Matteo Grella showed us a couple of starter demos on the capabilities of spago (a NLP framework written in Go) in his talk “(Neural) Natural language Processing in Go.”
Adelina Simion and Xiao Liu did a great job presenting “BFF: Lambda and Go Apps.” They did a live coding session that showcased how they built GopherTweets, a twitter bot for GopherCon Europe.
Preslav Rachev amazed us with his talk “Between Order and Chaos: Creating Immersive Generative Art with Go.” He shared his artistic background and how he became inspired to pair software engineering with art. I have never seen something so beautifully made with just a few lines of code.
Both Ricardo Ferreira’s talk on “OpenTelemetry for Dummies: Instrumenting Go Apps” and Grant Seltzer Richman’s talk “Unlocking EBPF From Go” were eye opening, providing tremendous insight into the world of tracing and runtime metrics in Go.
Samuel Davidson went all in on “CTX is Key,” where he explained Context (Go package in the standard library) and some of its use cases.
Sean Dubios gave a talk on “Pion WebRTC: Real-Time Communication for Conferences, Broadcasts, Remote Control and Robotics all in Go.” The talk was so engaging that afterwards I wondered why I haven’t gotten my hands dirty with webRTC yet.
The day ended with a panel session on Go security followed by a live GoTime podcast.
Day 3 – Friday, May 28
The last day of the event started with Ishuah Kariuki on “Terminal Emulator Basics in Golang.” He explained some terminal basic commands, including a live demo of how to build one in Golang.
The next session was “Function Inlining” by Valentin Deleplace. Deleplace talked about how Go teams improve runtime performance by inlining functions that are within budget. This was all very confusing at first, but I got to have a one on one talk with the speaker later in the Q/A session for a better understanding of the “hows” and the “whys.” The speakers were super helpful and it was a great reminder to always ask questions when you’re feeling stuck.
Yolan Romailler and Mathilde Raynal gave a talk titled “Quantum-Resistant native Go Programs: Taking the (Quantum) Leap.” They discussed their research in finding a secure encryption algorithm that can rival the computational speed of quantum computers.
Julio Guerra then presented on ‘Dynamic Go Instrumentation For Production Environment.” The talk was centered around how an ops team can add extra logic to live software without having to redeploy it.
Linus Lee gave his talk on “When Toy Languages Grow Up, where he he discussed what he learned while he was building Ink, a programming language he has used on two or three side projects. I have to say I do feel like building one myself.

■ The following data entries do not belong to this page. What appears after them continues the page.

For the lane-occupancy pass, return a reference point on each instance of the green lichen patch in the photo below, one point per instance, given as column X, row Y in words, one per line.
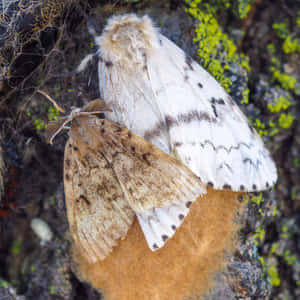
column 217, row 52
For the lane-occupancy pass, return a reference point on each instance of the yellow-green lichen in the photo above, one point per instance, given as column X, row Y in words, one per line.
column 288, row 258
column 273, row 275
column 282, row 103
column 39, row 124
column 274, row 248
column 291, row 45
column 285, row 231
column 286, row 120
column 257, row 199
column 3, row 283
column 281, row 29
column 244, row 7
column 52, row 290
column 53, row 113
column 216, row 51
column 286, row 81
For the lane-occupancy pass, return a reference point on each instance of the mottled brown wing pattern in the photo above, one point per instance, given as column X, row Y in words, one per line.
column 98, row 214
column 149, row 177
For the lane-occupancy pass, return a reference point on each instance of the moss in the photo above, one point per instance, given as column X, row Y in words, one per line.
column 216, row 51
column 286, row 81
column 286, row 120
column 273, row 275
column 291, row 45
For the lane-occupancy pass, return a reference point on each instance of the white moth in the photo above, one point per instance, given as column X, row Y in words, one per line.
column 161, row 94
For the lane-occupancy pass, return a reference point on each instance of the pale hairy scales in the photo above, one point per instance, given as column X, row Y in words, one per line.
column 161, row 94
column 98, row 214
column 110, row 175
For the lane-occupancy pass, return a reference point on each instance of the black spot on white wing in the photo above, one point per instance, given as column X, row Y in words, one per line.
column 164, row 237
column 188, row 117
column 108, row 64
column 181, row 217
column 255, row 165
column 189, row 62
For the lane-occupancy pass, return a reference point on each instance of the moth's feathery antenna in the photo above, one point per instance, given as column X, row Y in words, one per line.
column 52, row 101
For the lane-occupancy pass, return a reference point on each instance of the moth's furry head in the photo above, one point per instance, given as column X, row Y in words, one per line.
column 127, row 39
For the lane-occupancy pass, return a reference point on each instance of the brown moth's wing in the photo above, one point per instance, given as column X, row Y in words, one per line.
column 97, row 212
column 149, row 177
column 159, row 188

Maricris Bonzo gave a talk on “Create Your Projects with Test Driven Development (TDD) in Mind.” Dan Lorenc followed up with “The Dependency Jungle: Supply chain Security and Kubernetes” where he shared his experience trying to fix a few known vulnerabilities by upgrading dependencies in Kubernetes.
Sushant Bhadkamkar spoke on “Derisking Migrations of API Backends” and Alan Braithwaite gave us a lot of Kafka insights during his talk titled “Why it takes a Team of Engineers Just to Process Events In Realtime.”
Day 3 ended with a panel session on Go tooling with some of the engineers actively working on Go.
Takeaways at the end of GopherCon
The event was packed with so much information and I’m so glad I was able to attend. The demos, the live coding sessions, Q/A sessions and the workshop, everything was amazing. I would get excited after every session because there was a networking room where attendees could ask speakers for clarification.It was such a great conference! Thanks to all the speakers, organisers, sponsors and MCs!